Croatian satellite channel

HRT Plus was a Croatian satellite channel owned by the public service broadcaster, HRT. The channel was available via Hot Bird, cable and Max TV, in Croatia and parts of Europe, America, and Australia.

==History==
Before the launch of HRT Plus on 29 March 2004, HRT 3 provided sports programming since 7 November 1994 until 28 March 2004. The next day, HRT Plus was launched, with the HRT 3 frequency denationalized and transferred to RTL Croatia.

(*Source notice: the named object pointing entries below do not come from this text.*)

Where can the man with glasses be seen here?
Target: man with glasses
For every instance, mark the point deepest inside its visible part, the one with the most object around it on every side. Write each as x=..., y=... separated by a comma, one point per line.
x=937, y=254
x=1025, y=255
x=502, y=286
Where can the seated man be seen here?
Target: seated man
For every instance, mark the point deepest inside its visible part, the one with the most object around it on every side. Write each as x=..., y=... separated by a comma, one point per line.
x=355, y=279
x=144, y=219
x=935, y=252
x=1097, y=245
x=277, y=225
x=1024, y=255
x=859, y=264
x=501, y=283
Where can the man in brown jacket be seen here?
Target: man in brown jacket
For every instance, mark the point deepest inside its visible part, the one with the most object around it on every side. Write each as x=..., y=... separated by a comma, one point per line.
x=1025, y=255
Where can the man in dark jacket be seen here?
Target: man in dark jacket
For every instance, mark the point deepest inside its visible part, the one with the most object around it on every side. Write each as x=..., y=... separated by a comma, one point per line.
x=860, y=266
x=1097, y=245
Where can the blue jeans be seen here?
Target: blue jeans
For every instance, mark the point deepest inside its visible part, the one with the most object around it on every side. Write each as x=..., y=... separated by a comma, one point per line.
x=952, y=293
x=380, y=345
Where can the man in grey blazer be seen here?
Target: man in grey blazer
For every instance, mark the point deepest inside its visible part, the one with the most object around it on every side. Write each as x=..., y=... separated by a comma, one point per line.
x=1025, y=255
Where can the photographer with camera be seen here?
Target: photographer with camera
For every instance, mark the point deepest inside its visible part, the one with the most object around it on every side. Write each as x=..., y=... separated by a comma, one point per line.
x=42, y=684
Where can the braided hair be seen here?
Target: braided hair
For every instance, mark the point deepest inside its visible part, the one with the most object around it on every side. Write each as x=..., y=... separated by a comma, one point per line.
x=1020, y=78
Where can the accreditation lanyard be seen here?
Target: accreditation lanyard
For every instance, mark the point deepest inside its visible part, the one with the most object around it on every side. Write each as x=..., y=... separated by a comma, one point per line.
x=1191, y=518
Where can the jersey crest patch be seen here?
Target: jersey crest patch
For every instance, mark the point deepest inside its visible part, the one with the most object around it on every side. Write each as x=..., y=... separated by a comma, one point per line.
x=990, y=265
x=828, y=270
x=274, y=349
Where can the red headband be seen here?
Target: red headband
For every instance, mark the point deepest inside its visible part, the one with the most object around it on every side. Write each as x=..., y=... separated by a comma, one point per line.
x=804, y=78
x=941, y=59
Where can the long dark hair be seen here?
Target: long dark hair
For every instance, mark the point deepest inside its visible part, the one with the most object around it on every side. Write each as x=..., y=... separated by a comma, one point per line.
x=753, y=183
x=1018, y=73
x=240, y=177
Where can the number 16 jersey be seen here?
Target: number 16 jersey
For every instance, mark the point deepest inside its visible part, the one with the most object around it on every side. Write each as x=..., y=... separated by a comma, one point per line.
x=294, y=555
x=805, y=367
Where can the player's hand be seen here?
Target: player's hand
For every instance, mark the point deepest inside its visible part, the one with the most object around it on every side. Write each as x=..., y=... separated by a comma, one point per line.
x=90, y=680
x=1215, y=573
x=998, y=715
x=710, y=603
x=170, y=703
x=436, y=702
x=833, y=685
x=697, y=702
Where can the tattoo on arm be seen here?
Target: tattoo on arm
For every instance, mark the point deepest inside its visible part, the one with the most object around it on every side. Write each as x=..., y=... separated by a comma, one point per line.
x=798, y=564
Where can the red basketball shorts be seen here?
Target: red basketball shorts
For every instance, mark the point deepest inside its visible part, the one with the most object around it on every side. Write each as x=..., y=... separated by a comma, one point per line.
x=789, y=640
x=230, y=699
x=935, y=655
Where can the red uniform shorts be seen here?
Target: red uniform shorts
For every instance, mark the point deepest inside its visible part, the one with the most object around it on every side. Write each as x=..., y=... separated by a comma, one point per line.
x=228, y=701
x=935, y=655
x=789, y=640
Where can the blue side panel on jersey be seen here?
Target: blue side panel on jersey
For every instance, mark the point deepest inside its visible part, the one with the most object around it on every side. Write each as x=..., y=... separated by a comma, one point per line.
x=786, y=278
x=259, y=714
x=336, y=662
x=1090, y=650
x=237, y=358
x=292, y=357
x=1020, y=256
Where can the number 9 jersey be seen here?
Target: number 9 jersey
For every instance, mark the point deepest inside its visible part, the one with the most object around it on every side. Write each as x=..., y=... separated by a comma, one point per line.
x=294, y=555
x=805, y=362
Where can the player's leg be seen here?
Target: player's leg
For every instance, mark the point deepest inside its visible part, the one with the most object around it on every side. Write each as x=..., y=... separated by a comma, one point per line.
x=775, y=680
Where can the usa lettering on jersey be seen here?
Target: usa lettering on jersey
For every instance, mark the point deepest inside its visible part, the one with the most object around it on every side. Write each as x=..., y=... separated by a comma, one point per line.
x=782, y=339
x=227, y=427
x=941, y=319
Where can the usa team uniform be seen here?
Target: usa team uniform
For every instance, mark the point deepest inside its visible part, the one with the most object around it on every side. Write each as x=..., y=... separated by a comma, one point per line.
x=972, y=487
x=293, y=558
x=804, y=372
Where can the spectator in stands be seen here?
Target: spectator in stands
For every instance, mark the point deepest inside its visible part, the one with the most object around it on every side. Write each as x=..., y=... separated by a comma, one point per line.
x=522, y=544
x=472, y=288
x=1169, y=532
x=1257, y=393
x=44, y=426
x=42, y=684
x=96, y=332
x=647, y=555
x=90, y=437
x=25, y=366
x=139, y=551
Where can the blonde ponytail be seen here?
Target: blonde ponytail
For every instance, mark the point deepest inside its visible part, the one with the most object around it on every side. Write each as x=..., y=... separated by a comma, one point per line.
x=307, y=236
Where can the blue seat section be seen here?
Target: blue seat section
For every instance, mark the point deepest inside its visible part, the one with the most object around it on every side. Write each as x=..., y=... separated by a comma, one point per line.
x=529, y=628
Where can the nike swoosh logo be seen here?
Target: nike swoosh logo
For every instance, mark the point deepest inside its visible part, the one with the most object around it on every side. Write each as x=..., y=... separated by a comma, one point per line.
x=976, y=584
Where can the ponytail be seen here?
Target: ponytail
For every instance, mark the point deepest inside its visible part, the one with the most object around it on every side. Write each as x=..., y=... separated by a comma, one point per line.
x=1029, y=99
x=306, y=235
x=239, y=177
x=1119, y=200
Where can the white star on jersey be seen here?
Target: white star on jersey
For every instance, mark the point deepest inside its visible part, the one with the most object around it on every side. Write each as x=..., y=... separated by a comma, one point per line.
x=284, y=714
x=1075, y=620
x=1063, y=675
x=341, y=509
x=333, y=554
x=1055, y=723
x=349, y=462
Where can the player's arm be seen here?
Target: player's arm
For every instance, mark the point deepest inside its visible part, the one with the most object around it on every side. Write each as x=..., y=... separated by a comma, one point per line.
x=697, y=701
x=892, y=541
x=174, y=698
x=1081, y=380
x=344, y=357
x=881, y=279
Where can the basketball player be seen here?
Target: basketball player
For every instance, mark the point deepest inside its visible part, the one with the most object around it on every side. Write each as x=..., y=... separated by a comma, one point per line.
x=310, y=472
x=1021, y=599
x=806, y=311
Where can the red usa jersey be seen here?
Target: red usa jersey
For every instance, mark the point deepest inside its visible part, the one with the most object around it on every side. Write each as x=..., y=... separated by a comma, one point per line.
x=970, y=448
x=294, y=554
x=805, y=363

On 19 April 2004, HRT Plus started broadcasting. The channel broadcast for sixteen hours a day from 10am to 2am. In October 2005, plans to replace HRT Plus were outlined, initially by a dedicated HRT Sport channel in a three-to-six month period, before later replacing the plan with the return of HRT 3 in November 2005, with no tentative launch date and no changes to the programming.

==Programmes==
HRT Plus usually aired a variety of HRT's archived programmes from the 1930s to 1990s and sometimes sports. HRT 3 relaunched on 15 September 2012, with HRT Plus closing two days earlier, forwarding its frequency.